Whats wrong next to me?

i have no vitality..i hate most race. i want to run away. i feel close to theres no point in trying anymore. i used to cut a couple months ago but i promised a friend i wouldnt hurt myself anymore. i cant hold on to this promise but i dont want her to find out. she wont trust me again..whats wrong with me?


Answers:    Go to a consultant, remember that the scars you take home are going to be there forever, they usually never turn away, and at the time it feels resembling thats all you inevitability but your going to regret it in the long run. Life is accurate and people do suck but try to shake adjectives the bad atmosphere away and be possitive. If something happens that make you feel miserable or angry or makes you grain like adjectives yourself remember that there are society out there that love you (i'm sure) and that here are so many things out nearby worth living for. For example if i ever feel resembling you, i usually just reckon or do something i love, for example go shopping, listen to music, or keep watch on my favorite TV show. Right now i hold some bad issues beside my family and some of my friends, but i enjoy a few friends that i can talk nearly anything with and they do be paid me happy. As for tha kinfolk part, i only just try to think in the region of how hard they try and even though they disrespect everything roughly speaking me (privacy, what i say, what i meditate, what i like) i come to realize that these are the people that would die for me and that i would die for as ably.

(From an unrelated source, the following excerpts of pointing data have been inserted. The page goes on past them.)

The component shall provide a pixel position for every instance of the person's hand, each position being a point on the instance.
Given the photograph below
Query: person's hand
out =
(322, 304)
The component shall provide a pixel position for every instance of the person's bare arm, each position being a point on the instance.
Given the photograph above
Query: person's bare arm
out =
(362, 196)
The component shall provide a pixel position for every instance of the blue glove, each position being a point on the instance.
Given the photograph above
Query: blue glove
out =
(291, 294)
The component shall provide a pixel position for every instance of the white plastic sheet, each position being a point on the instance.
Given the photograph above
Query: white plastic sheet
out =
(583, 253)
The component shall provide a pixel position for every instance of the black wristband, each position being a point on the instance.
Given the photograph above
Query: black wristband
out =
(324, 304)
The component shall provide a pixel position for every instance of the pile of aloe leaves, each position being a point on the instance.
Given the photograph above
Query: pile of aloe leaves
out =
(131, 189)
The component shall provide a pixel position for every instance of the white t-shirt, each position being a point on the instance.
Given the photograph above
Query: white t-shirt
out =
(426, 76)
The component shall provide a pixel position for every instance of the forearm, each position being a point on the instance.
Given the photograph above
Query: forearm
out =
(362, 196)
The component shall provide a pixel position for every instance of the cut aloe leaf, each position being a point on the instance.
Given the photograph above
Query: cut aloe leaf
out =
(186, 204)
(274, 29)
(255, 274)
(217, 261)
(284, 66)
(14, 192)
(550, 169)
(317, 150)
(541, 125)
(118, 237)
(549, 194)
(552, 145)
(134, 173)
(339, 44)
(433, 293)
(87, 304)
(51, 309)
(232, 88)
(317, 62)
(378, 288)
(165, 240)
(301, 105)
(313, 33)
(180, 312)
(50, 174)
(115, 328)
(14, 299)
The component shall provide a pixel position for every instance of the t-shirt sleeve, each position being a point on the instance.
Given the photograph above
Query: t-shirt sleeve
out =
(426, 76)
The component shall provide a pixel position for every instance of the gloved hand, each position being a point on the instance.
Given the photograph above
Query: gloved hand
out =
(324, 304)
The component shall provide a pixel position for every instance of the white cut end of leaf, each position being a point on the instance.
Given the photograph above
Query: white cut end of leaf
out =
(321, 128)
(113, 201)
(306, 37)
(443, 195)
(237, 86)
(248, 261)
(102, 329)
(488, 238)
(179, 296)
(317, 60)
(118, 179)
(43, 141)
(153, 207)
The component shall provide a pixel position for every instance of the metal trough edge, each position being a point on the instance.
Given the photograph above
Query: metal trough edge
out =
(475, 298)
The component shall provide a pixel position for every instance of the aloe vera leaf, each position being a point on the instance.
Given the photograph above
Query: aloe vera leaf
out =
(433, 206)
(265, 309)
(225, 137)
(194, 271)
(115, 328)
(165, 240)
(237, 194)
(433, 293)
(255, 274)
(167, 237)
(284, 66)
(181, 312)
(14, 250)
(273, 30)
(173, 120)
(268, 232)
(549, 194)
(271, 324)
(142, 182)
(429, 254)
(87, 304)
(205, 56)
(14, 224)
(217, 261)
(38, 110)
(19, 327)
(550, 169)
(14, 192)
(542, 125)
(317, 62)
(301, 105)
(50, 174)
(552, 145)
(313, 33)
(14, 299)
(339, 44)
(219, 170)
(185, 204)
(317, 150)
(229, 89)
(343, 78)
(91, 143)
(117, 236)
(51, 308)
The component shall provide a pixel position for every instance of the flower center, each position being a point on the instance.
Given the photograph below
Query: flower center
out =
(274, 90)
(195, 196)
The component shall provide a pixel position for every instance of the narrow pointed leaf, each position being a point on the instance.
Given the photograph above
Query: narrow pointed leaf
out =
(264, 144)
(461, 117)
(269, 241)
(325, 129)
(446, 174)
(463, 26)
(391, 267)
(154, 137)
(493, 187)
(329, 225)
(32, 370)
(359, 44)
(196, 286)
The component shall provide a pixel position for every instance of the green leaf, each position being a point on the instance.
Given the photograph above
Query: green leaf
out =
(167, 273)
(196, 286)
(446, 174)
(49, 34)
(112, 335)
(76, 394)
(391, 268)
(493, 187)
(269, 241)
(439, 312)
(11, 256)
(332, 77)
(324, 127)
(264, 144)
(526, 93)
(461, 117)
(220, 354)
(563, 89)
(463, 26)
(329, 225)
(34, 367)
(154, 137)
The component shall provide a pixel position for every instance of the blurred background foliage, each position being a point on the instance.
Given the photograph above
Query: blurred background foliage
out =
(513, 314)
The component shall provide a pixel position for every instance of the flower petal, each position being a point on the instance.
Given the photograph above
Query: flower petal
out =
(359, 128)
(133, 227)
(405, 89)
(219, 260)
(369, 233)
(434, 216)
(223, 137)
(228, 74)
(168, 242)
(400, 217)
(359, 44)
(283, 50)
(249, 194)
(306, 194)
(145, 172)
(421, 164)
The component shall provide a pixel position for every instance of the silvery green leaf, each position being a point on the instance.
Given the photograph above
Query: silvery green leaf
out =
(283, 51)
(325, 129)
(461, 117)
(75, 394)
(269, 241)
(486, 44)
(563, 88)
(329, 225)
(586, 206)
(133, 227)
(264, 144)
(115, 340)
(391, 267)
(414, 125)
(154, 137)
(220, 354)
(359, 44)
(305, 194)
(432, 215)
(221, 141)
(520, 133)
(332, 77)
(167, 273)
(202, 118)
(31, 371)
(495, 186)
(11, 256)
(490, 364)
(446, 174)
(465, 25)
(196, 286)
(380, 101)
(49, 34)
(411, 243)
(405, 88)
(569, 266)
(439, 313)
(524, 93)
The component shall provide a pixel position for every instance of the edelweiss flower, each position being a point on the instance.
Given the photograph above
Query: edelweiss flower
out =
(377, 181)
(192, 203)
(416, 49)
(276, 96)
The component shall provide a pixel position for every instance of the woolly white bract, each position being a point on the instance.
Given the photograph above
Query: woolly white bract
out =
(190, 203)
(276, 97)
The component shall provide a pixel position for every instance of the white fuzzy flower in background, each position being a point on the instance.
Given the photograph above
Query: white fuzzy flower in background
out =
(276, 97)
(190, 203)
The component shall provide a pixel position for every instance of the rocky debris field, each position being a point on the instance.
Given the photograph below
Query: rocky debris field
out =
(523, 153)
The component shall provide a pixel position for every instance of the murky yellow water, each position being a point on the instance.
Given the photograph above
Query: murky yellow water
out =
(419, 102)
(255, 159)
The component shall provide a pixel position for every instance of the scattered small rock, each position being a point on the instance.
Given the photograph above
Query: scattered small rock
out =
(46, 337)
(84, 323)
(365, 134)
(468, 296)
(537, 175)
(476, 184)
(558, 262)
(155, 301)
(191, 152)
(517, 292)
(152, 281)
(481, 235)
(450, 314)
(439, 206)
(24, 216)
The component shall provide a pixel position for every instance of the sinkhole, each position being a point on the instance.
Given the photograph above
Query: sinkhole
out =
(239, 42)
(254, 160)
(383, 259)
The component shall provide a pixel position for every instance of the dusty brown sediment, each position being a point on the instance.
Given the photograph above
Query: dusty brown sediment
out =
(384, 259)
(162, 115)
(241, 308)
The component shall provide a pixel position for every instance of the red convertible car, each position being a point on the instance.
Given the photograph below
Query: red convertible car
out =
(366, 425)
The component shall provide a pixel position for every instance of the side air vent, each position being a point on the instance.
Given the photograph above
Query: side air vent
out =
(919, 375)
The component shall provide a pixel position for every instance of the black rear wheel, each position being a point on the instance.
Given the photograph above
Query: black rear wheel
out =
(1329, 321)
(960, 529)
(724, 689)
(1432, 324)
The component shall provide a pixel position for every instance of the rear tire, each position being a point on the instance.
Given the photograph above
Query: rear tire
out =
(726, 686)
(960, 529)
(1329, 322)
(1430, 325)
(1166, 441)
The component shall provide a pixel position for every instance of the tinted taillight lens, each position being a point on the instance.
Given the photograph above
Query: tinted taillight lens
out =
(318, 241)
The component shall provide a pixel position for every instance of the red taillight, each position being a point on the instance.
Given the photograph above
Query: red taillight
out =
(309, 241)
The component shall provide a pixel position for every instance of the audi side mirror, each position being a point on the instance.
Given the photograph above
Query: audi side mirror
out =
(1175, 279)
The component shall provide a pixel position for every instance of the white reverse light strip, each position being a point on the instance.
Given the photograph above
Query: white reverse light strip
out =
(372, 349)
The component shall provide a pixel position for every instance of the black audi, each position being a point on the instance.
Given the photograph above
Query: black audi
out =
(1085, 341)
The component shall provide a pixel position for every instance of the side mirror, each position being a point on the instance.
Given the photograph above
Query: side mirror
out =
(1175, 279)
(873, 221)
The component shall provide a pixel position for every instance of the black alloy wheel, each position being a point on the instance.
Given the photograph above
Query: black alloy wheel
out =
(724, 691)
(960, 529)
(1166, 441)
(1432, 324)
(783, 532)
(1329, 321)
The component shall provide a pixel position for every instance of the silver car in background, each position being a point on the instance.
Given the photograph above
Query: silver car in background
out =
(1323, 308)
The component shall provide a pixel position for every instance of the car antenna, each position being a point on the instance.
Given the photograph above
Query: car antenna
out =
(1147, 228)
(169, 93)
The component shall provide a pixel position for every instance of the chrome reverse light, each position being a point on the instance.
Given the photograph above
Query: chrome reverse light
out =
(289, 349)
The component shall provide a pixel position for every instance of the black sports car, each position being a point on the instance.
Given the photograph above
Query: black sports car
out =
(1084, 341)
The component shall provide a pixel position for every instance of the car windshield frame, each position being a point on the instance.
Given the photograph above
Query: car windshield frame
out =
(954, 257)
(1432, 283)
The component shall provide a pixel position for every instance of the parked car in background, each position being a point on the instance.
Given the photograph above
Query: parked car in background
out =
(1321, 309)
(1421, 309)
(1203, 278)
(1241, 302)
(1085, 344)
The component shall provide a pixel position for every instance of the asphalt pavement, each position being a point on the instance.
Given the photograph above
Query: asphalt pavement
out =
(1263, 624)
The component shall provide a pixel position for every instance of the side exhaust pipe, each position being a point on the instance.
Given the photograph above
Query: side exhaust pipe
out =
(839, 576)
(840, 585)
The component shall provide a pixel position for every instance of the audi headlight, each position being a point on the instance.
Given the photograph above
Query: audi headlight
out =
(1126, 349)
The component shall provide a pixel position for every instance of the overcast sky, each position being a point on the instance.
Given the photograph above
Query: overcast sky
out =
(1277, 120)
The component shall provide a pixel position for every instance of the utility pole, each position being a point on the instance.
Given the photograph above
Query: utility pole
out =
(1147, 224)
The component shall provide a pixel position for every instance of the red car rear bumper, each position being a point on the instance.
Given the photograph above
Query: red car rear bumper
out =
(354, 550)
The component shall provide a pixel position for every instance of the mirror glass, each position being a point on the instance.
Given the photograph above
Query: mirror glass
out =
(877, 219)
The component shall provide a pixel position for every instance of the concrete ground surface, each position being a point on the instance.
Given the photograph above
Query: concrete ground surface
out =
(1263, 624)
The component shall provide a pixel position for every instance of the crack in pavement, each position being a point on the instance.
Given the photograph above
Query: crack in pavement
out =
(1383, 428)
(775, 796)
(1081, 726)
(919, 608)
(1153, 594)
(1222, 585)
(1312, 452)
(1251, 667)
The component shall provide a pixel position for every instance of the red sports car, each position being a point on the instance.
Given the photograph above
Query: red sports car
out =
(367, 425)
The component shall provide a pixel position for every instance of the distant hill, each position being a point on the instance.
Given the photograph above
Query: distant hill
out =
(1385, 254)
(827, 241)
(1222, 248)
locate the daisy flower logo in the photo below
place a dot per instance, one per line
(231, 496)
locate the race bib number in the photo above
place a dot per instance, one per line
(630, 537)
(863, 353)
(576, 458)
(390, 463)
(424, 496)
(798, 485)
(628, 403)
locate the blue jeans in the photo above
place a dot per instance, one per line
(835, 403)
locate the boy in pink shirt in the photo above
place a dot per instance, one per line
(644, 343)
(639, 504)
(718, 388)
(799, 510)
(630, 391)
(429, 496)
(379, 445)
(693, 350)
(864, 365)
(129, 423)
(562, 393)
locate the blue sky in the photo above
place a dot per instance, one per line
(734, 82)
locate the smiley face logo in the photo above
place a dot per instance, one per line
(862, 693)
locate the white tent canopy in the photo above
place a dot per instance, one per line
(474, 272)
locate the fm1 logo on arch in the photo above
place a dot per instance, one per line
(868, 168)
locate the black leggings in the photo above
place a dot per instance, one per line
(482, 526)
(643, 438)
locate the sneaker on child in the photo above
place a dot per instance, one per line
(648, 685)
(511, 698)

Just think in the region of all the things worth mortal happy for. Because time goes by so swift and in the long run your going to option that you spent your life loving the things you love than hate the things you hate. Personally i chew over you can get through this stage surrounded by your life on your own, but if you try and can't, after find somebody who will help you, somebody you can trust. The no sparkle part is probably because your mind is consciousness, as you said, like theres no point surrounded by trying anymore, but find something you love, something that makes you want to step crazy (other than drugs or cutting yourself etc.), find your something, the something that make your life worth living for. And i despise people too, i even revulsion myself but you just own to look at the people that you love and realize that they are the one and only people that business. Maybe your cure is to run away. Go on a vacation, or a road trip the subsequent chance you win, to find yourself, to figure out who you are, to clear your mind, to find the things you love. To find something worth living for.